Step (c) may be performed by any convenient means, and the exact means depends on the type of the matrix layer selected. For example, step (c) may be performed by a method selected from the group consisting of spin coating, dip coating, spray coating, and solvent casting. The matrix layer may comprise a thermosetting polymer. Examples of suitable thermosetting polymers include epoxy resins, cyanate resins, bismaleimide resins, phenolic resins, polyester resins, silicone elastomers, urethane elastomers, acrylic elastomers, and combinations thereof. When a silicone elastomer is used as the matrix layer, the silicone elastomer may be prepared by infiltrating the array with a composition comprising A) a polyorganosiloxane having an average of at least two aliphatically unsaturated organic groups per molecule, B) a crosslinker having an average of at least two silicon bonded hydrogen atoms per molecule, and C) a hydrosilylation catalyst and curing the composition to form the silicone elastomer before step (d) or step (e).

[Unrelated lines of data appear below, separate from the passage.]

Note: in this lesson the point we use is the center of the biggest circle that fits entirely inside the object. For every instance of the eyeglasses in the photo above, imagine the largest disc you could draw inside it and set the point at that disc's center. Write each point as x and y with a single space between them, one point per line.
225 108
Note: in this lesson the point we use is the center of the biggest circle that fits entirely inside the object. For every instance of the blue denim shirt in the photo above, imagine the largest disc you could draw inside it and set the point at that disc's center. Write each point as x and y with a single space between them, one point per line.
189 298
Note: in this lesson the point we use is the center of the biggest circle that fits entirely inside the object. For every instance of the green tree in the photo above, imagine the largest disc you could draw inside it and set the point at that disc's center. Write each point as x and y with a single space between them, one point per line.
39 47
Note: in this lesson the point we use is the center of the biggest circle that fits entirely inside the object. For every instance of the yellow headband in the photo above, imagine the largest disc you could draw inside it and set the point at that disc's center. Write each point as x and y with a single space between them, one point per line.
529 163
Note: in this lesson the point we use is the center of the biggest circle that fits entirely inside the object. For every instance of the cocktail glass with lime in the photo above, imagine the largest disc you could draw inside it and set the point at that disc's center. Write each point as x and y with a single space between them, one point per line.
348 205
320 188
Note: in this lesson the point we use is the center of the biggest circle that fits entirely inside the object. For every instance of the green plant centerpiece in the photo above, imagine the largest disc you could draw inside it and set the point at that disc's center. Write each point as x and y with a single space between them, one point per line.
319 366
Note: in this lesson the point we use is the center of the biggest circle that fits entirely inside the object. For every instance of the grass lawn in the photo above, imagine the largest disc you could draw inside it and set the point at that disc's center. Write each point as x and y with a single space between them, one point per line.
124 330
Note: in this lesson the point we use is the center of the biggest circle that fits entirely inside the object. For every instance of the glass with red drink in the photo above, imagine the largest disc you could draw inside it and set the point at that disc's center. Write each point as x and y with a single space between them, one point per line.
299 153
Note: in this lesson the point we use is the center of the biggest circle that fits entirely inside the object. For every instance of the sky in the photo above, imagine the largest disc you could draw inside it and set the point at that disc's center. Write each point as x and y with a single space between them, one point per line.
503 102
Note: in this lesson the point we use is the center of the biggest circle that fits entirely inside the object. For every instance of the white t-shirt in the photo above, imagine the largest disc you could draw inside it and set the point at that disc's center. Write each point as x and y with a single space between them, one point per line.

Alternatively, the matrix layer may comprise a thermoplastic polymer. Examples of suitable thermoplastic polymers include polyamide, polyimide, polyphenylene, polycarbonate, polyacetal, polypropylene, polyethylene glycol, polyoxymethylene, polyformaldehyde, silicone amide copolymer, silicone polyether, silicone polyetherimide copolymer, silicone urethane copolymer, silicone urea, and combinations thereof.
The matrix layer may optionally comprise a filler, when the array of nanorods has a relatively low density. The filler must have a particle size small enough not to inhibit infiltration of the matrix in the array of nanorods. The filler may be a thermally conductive filler. Examples of suitable thermally conductive fillers include copper, boron nitride, alumina, aluminum nitride, zinc oxide, silver, aluminum, and combinations thereof.
The product of the process described above is a free standing film comprising:
i. a matrix layer having opposing surfaces, and
ii. an array of nanorods, where the nanorods are oriented to pass through the matrix layer and protrude a distance at least 1 micrometer through one or both surfaces of the matrix layer.
The array may have a density of nanorods ranging from 0.5 vol % to 50 vol %. The exact density depends on the method used to provide the array and the end use of the free standing film. For example, an ACF can have lower density of nanorods, e.g., 0.1 vol % to 10 vol %. To improve thermal conductivity when thermally conductive nanorods are used, density may range from 5 vol % to 50 vol %.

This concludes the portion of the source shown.